Official records say no goal has been scored from a greater distance at a major tournament since 1980. The clarity of thought and execution for the first-time shot was remarkable, as were the photographs that captured the distance, elevation, curve and look of anxiety on David Marshall’s face as he set off on an unwinnable race back to his own goal before suffering the ultimate fisherman’s betrayal of being caught in his own net.
But the true gravity and shock of Schick’s goal was captured in the sudden death of an atmosphere that had been 23-years in the making. It was as if someone had stuck the nozzle of a vacuum onto the side of Hampden Park and sucked out the joy in an instant. The jolt from optimism and devastation elicited by the Bayer Leverkusen striker so sharp it would give you emotional whiplash. A goal worthy of ruining any party.
The cynical Scottish fan will tell you they saw this coming. That, of course, such a beautiful moment of ingenuity would come at their expense. The goal of the tournament three days in? From 50 yards? To be repeated until the end of time? Against *us*, you say? Why not.
Glasgow was almost deathly quiet by its usual standards on Sunday night. A surprise given the country has been without men’s international tournament football since 1998. Why not wet the whistle before the big day? After all, Christmas Eve is often a lot more fun than Christmas Day.
Much has been made of the generations of Scots that know nothing of the men’s side’s successes, or even their failures on the stages that required success to get there. And some might say those three seconds the ball was in the air from Schick’s boot was a snapshot of what football at this level brings: the microcosm of hope, expectation and devastation. Because at different points, Schick had too much to do, Marshall was getting there and then, ball and keeper as one in the back of the net. Czech Republic 2-0 up and Scotland down and out with 38 minutes still to play.

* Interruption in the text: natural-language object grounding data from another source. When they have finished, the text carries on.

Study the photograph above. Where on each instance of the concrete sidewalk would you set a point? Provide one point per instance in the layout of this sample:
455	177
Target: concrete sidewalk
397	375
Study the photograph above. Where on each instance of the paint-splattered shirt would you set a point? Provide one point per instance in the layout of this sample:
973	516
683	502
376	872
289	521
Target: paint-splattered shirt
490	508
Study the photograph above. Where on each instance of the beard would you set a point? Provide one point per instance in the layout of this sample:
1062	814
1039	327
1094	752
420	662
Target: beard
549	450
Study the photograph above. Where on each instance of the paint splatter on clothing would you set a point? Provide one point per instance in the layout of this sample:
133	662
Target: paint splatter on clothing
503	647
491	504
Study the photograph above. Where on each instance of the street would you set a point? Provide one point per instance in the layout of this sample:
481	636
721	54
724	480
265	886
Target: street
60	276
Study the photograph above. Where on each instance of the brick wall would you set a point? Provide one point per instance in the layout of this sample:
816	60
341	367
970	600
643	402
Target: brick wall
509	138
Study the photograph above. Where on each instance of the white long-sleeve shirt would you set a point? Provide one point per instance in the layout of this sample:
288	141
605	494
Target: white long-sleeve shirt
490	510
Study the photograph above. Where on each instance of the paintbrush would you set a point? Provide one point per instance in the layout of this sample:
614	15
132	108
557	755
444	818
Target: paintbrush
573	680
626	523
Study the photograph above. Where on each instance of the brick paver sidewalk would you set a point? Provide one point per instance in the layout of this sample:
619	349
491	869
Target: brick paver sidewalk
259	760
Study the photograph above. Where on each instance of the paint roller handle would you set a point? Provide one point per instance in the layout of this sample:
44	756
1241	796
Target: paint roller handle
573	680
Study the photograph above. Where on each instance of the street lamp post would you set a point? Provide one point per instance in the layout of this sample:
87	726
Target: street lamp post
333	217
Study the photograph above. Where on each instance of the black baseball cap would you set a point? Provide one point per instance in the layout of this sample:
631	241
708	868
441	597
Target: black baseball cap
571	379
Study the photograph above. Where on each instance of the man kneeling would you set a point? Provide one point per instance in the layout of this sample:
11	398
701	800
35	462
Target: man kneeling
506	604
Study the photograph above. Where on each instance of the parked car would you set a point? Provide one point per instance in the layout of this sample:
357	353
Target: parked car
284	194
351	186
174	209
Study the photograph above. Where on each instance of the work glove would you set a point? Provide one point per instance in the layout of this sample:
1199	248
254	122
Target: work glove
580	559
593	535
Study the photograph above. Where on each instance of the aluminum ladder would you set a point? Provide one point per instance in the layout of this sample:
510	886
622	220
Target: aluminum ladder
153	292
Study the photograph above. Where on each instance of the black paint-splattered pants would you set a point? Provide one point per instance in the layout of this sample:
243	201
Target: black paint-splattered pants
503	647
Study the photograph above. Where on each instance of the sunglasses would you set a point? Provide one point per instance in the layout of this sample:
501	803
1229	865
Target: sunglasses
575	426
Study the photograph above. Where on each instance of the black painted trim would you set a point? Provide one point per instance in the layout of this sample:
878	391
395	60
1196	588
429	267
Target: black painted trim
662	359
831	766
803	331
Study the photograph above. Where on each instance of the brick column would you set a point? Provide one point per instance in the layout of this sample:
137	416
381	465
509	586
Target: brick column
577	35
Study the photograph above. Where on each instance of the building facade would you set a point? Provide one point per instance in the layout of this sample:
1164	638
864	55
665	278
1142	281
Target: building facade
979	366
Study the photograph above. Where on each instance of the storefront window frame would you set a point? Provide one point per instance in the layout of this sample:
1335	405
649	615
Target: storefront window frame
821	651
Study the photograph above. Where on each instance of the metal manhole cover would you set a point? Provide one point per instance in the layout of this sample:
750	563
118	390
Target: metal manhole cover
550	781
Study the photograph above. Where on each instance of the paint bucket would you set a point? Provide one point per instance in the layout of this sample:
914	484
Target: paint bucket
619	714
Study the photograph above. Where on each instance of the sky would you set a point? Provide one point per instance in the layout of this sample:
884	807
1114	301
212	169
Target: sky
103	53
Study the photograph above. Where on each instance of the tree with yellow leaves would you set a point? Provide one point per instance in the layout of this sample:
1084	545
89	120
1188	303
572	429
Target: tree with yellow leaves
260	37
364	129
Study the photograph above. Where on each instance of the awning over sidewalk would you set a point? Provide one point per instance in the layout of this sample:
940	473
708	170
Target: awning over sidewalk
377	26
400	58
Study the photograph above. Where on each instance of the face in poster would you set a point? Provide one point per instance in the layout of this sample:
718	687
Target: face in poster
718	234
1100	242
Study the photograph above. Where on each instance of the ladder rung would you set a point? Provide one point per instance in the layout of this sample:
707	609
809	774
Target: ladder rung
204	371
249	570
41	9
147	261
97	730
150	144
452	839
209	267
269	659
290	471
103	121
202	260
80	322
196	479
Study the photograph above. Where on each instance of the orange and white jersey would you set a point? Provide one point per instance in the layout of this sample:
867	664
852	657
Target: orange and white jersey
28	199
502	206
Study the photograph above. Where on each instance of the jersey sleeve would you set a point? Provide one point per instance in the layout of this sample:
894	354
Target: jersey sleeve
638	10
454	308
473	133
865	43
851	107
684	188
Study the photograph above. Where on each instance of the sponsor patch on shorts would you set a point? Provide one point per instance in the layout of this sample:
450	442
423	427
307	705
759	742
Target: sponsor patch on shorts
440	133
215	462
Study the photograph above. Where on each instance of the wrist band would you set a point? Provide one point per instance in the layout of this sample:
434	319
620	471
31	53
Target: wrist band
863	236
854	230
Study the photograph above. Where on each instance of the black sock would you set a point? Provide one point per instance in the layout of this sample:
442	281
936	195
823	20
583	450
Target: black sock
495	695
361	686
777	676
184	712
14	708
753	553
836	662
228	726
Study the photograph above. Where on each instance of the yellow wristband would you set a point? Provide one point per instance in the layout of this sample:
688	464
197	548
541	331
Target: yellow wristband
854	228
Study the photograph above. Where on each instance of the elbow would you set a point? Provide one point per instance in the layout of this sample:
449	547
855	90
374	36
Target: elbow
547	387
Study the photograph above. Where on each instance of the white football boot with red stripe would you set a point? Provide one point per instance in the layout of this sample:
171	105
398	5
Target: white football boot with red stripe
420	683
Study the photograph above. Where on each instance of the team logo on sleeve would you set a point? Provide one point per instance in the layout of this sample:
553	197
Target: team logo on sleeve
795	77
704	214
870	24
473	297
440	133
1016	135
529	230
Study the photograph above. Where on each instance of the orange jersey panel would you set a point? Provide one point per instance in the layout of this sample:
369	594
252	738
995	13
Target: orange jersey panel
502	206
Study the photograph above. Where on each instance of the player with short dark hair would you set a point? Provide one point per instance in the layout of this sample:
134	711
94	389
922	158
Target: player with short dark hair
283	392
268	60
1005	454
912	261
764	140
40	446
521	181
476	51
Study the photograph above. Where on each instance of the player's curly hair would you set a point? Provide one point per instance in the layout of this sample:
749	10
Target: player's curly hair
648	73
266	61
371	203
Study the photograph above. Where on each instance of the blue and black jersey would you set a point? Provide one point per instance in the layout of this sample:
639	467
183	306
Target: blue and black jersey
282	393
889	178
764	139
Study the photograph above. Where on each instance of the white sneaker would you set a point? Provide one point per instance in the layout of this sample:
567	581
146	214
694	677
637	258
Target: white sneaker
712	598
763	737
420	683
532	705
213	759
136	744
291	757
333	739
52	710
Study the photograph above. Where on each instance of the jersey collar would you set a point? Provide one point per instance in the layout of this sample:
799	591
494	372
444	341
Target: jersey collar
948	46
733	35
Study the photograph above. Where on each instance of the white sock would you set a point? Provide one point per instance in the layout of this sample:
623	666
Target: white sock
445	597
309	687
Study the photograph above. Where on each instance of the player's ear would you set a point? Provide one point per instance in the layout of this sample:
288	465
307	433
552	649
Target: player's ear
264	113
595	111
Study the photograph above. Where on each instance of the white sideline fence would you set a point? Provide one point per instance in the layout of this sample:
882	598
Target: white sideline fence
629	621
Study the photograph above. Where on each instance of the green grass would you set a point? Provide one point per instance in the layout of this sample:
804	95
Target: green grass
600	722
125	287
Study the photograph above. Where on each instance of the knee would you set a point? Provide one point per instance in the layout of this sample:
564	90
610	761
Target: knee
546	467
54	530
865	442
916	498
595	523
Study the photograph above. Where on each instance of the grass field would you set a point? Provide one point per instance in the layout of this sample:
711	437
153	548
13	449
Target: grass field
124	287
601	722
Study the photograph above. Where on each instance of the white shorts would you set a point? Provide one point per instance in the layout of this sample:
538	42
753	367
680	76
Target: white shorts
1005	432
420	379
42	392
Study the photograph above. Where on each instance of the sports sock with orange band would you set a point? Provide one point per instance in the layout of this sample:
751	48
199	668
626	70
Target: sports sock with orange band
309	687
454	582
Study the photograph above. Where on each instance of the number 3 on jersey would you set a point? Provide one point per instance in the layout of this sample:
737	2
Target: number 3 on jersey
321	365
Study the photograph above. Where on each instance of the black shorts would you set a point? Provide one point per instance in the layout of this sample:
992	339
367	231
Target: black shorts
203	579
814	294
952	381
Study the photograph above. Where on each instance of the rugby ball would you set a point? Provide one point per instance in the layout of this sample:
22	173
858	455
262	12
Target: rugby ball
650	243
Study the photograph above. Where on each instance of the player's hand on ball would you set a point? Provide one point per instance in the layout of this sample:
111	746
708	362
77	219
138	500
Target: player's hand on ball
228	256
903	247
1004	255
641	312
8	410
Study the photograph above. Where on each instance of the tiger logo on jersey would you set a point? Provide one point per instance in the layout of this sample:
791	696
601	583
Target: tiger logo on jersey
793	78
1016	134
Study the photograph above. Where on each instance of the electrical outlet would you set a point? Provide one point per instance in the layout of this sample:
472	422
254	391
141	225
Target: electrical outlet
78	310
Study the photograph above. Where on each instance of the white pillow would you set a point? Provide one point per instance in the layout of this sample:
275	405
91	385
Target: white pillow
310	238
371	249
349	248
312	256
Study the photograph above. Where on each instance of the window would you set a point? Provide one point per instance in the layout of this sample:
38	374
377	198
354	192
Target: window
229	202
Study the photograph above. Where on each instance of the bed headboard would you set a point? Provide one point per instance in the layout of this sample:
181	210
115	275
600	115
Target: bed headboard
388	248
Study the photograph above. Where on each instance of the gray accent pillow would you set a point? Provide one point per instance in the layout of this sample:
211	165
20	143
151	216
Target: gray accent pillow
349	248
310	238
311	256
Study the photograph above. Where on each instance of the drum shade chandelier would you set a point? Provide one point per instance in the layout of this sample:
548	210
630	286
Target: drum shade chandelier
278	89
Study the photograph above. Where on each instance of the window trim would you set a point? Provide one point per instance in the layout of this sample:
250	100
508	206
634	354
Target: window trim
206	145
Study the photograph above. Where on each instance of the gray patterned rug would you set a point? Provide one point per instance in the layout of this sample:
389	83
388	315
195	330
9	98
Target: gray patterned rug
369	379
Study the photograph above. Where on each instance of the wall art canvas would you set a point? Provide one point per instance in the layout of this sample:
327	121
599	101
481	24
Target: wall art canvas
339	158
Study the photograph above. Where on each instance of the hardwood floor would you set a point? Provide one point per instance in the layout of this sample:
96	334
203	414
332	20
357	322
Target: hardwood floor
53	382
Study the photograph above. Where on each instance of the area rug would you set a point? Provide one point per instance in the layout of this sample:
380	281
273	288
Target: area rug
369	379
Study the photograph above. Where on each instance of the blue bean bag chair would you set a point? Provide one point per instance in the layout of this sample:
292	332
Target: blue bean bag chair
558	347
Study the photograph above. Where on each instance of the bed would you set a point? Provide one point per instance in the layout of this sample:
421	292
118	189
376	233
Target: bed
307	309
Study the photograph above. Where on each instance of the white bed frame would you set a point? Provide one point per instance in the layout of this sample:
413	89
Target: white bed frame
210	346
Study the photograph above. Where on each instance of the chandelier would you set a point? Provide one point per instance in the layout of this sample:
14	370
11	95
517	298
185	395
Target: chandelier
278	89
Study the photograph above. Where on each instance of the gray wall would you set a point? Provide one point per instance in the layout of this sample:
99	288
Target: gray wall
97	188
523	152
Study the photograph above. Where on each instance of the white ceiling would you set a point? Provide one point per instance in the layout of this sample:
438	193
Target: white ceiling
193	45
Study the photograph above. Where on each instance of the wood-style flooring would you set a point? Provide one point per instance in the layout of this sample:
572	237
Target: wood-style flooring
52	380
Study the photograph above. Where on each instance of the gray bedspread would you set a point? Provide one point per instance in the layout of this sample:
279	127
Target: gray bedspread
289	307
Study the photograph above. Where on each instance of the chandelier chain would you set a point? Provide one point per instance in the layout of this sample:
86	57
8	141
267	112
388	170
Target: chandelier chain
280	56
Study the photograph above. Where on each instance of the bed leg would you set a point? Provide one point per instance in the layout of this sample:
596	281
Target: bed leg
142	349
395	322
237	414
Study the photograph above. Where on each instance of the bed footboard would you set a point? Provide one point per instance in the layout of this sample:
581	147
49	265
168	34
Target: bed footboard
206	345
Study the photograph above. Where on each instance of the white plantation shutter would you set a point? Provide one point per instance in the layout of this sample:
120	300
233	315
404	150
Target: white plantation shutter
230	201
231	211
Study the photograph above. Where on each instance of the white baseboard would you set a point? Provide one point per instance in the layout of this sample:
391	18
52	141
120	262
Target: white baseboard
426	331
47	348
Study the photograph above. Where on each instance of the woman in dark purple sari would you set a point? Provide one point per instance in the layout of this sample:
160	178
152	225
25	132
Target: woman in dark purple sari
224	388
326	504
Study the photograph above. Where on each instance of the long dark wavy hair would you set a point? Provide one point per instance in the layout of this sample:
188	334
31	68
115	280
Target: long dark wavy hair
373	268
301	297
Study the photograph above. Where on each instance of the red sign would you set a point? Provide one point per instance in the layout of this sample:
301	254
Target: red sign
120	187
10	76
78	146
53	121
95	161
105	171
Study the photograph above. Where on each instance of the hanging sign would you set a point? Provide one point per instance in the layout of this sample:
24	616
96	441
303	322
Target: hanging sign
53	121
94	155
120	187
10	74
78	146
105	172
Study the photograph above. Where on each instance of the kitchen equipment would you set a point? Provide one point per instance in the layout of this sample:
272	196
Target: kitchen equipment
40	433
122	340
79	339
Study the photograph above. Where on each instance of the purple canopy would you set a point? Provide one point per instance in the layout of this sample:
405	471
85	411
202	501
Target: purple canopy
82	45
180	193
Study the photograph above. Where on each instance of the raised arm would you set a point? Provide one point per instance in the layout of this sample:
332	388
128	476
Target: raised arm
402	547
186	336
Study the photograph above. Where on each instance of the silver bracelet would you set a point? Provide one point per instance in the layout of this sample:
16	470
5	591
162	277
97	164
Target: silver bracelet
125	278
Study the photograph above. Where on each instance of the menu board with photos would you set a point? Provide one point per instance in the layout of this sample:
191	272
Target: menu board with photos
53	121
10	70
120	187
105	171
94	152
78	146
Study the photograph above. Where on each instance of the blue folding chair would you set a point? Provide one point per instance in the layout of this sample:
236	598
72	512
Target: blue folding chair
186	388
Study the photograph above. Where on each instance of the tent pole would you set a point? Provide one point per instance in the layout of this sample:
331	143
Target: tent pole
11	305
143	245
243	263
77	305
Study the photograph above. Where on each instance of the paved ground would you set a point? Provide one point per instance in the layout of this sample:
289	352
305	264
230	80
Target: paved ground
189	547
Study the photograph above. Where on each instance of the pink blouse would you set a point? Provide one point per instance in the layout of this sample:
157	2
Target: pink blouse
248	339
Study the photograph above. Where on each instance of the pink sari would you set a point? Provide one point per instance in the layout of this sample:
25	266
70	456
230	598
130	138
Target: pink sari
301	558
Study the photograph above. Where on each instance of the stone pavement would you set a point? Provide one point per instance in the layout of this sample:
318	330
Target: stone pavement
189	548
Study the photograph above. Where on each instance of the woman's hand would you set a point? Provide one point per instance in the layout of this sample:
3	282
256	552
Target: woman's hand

That made it worse. Steve Clarke’s men pushed to get back in it, but never truly believed they could. Partly because they were out of ideas as their opponents developed greater control in midfield. But also because they were stung by, technically, the quickest and most efficient counter-attack possible.
It was a peculiar kind of trepidation. Schick’s brilliance seemed to have created an extra layer of fear in Scotland, as if another moment of genius could hit them at any time. They wandered through the rest of the second half with the paranoia that it could happen again. Had the Czech Republic not been satisfied, they could have utilised that angst to grab a third.
The final whistle came and those Scotland fans departed, the silence they left behind a reminder of the brilliance that hurt them so. A meeting with England at Wembley on Friday brings with it its own backstory, while the Czechs stay up here to take on Croatia with a view to sealing their qualification out of Group D. By the time Scotland return to Glasgow, they will likely need to beat Croatia to give themselvesves a sniff of getting through as one of the best third-placed sides.
On Sunday's evidence, it is hard to look that far ahead and see anything but further disappointment. This was a reminder that enthusiasm from the sidelines can only go so far to influencing play on the field. And Schick's wonder strike showed how brittle that can be, too.